The relationship between the Kreifels and Ortman families were deeply strained after Josephine’s death with blame and bitterness going both directions. In spite of the strain, it seems the families continued to try to work together. The one-month old motherless baby, Josephine (known later in life as Sister Teresa), was sent to live with her aunt Mary Ortman Bortenlanger for a year. Aunt Mary Bortenlanger was Josephine’s youngest sister and was likely nursing a child at the time herself. That child could have been Mary Bortenlanger, one of the wedding attendants.

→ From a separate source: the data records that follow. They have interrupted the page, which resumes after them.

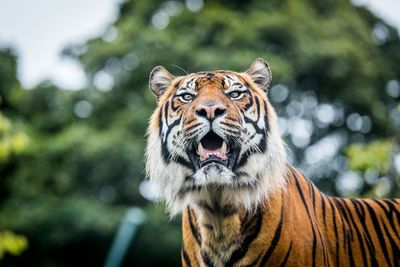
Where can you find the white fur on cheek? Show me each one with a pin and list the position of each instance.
(249, 186)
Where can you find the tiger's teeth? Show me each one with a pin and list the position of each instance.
(224, 146)
(201, 150)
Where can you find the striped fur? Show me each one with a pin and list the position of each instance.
(299, 226)
(260, 211)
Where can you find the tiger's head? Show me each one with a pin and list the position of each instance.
(214, 138)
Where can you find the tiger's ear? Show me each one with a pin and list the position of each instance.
(160, 79)
(260, 72)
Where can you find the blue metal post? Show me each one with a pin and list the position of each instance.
(127, 229)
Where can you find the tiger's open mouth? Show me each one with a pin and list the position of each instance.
(213, 148)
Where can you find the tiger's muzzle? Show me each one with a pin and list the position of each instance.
(212, 148)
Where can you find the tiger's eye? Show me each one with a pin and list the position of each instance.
(186, 97)
(235, 94)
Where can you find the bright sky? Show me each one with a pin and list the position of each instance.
(40, 29)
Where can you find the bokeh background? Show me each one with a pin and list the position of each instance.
(71, 161)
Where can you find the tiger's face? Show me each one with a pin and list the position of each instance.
(213, 137)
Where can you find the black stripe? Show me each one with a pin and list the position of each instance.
(287, 255)
(309, 217)
(192, 228)
(361, 215)
(206, 259)
(356, 226)
(389, 214)
(378, 230)
(252, 234)
(185, 256)
(274, 241)
(336, 232)
(348, 239)
(394, 247)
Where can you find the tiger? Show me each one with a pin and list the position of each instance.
(215, 154)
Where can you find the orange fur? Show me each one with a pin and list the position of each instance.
(262, 212)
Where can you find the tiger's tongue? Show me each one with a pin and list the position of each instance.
(219, 152)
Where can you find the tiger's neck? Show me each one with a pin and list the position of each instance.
(223, 235)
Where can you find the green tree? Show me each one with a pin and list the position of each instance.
(333, 65)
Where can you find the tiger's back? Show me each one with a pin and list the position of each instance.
(304, 227)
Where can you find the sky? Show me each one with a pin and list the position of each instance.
(38, 30)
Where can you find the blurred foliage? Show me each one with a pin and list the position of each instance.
(375, 155)
(12, 243)
(335, 83)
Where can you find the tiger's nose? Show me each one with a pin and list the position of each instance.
(210, 110)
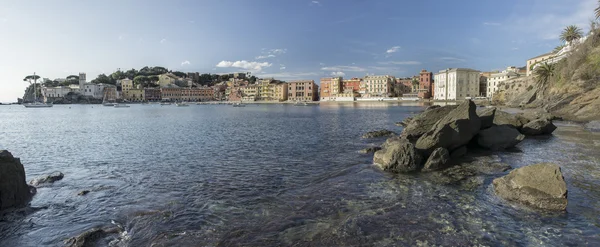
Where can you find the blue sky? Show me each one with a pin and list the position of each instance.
(285, 39)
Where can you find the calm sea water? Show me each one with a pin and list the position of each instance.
(270, 175)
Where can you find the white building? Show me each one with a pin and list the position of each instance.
(456, 84)
(378, 85)
(497, 78)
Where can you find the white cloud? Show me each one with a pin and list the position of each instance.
(492, 24)
(401, 62)
(265, 56)
(243, 64)
(452, 59)
(393, 49)
(344, 68)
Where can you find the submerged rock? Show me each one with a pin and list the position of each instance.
(437, 160)
(454, 130)
(398, 155)
(425, 121)
(538, 127)
(14, 191)
(541, 186)
(369, 150)
(378, 133)
(499, 137)
(47, 179)
(486, 115)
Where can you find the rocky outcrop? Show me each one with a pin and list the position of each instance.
(398, 156)
(505, 118)
(437, 160)
(91, 237)
(369, 150)
(47, 179)
(420, 124)
(486, 115)
(14, 191)
(499, 137)
(378, 133)
(538, 127)
(456, 129)
(541, 186)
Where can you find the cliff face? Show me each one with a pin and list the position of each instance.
(572, 92)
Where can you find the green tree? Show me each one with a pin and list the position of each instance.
(544, 72)
(571, 33)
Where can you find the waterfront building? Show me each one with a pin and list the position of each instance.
(378, 85)
(495, 79)
(425, 84)
(352, 85)
(302, 90)
(456, 84)
(532, 61)
(281, 91)
(152, 94)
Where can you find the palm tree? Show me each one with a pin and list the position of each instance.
(544, 72)
(571, 33)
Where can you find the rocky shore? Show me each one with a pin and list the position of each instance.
(440, 138)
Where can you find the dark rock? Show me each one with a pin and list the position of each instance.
(459, 152)
(404, 122)
(538, 127)
(540, 186)
(486, 115)
(593, 126)
(454, 130)
(14, 191)
(437, 160)
(432, 107)
(47, 179)
(378, 133)
(398, 155)
(91, 237)
(499, 137)
(425, 121)
(505, 118)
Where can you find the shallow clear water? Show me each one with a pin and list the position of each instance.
(269, 175)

Another of Josephine’s younger sisters, Elizabeth Ortman, had lived with Louis and Josephine for a while when she was a school teacher near Paul, Nebraska. Elizabeth met and married Wenz Pfeiffer. Their oldest daughter was Mary Pfeiffer – the other attendant at the wedding. She and Elizabeth (Kreifels) (sorry, lots of Mary’s and Elizabeth’s in this story) were first cousins and childhood friends. Dale and I had the pleasure of meeting Mary Pfeiffer Dunn in Omaha in 1995. She was 90 years old at the time and was still driving a car, gardening, baking, and keeping her own house on four acres.
Ted’s attendants were Joseph Ortman and Edward Rademacher. Joseph Ortman was another of Elizabeth’s first cousins. Joseph was the son of Josephine’s brother Edward Anton Ortman. Edward Rademacher was Ted’s first cousin; Edward was the son of Peter Rademacher.

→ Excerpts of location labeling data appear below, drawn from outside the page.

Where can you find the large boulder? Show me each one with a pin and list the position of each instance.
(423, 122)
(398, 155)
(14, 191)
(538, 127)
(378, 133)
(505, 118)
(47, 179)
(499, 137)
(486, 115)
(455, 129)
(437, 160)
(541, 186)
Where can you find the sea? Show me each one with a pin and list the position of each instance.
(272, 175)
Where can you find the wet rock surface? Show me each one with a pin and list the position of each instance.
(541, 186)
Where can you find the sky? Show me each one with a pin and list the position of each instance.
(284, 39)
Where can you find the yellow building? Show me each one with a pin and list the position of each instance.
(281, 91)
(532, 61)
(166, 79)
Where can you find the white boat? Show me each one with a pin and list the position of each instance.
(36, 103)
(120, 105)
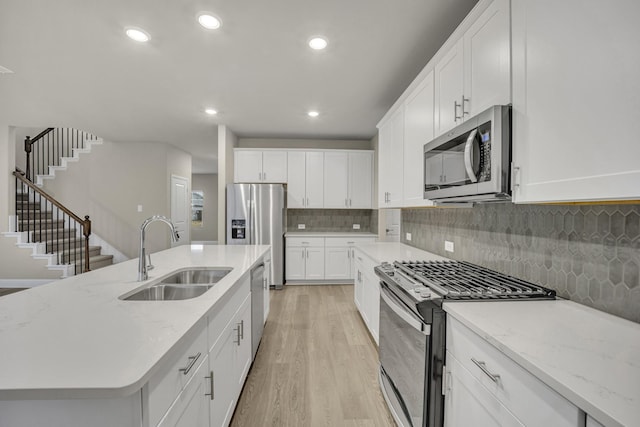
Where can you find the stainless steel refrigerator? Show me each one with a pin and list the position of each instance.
(256, 215)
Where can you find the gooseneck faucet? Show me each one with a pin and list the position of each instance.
(143, 267)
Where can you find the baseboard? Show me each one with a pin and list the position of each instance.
(24, 283)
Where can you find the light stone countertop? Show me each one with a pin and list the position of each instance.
(329, 234)
(589, 357)
(75, 339)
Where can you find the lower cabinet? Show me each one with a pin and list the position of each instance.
(367, 292)
(329, 259)
(483, 387)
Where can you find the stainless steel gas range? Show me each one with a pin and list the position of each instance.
(413, 328)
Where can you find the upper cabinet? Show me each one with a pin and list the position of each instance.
(575, 101)
(348, 179)
(390, 161)
(305, 187)
(474, 73)
(260, 166)
(418, 130)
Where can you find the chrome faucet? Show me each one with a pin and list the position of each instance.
(143, 267)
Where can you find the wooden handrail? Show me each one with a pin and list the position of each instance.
(86, 222)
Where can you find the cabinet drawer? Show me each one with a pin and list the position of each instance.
(165, 386)
(225, 309)
(528, 398)
(305, 241)
(347, 241)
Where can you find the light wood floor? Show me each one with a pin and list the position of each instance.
(316, 365)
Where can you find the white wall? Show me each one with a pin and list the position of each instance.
(109, 183)
(226, 141)
(208, 184)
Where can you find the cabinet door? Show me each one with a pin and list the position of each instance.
(468, 403)
(247, 166)
(385, 136)
(337, 263)
(295, 261)
(314, 263)
(336, 179)
(396, 160)
(314, 178)
(448, 89)
(274, 166)
(487, 60)
(221, 363)
(575, 117)
(191, 408)
(296, 177)
(360, 180)
(418, 130)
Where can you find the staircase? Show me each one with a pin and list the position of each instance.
(42, 223)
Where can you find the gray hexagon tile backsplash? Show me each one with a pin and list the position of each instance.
(589, 253)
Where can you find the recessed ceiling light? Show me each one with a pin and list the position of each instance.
(209, 21)
(137, 35)
(318, 43)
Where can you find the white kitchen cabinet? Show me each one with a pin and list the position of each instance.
(391, 161)
(304, 258)
(418, 130)
(191, 408)
(468, 403)
(474, 73)
(305, 184)
(449, 87)
(261, 166)
(340, 256)
(348, 178)
(367, 292)
(499, 382)
(575, 114)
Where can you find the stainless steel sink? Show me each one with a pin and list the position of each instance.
(168, 293)
(199, 276)
(185, 284)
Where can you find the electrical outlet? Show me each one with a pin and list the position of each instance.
(448, 246)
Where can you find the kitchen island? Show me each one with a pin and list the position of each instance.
(74, 347)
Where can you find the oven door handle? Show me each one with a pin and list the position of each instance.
(468, 161)
(395, 305)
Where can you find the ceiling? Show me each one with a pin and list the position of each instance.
(74, 67)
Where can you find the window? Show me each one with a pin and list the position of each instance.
(197, 203)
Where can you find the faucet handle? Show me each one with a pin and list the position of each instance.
(149, 265)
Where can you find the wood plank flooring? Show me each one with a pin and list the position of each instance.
(316, 365)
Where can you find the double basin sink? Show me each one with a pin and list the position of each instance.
(181, 285)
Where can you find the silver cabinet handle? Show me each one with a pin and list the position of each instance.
(237, 334)
(468, 156)
(483, 367)
(210, 378)
(192, 361)
(455, 111)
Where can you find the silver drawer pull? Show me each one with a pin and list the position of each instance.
(212, 394)
(192, 362)
(483, 367)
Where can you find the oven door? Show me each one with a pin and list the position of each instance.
(404, 345)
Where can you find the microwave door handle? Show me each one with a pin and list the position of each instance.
(467, 156)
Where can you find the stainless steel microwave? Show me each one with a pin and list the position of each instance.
(472, 162)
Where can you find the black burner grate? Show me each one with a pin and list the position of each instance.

So three of the four attendants were Ortman first cousins!
About a year after the wedding, another news article appeared:
This would be, of course, the birth announcement for Dale’s father – who, although not mentioned in the announcement, was named after his grandfather Louis since they shared a birthday.
Louis was lifelong friends with his first cousin Clem Kreifels, the ringbearer at his parents’ wedding.
I’m looking forward to more digging in the Otoe County newspaper collection!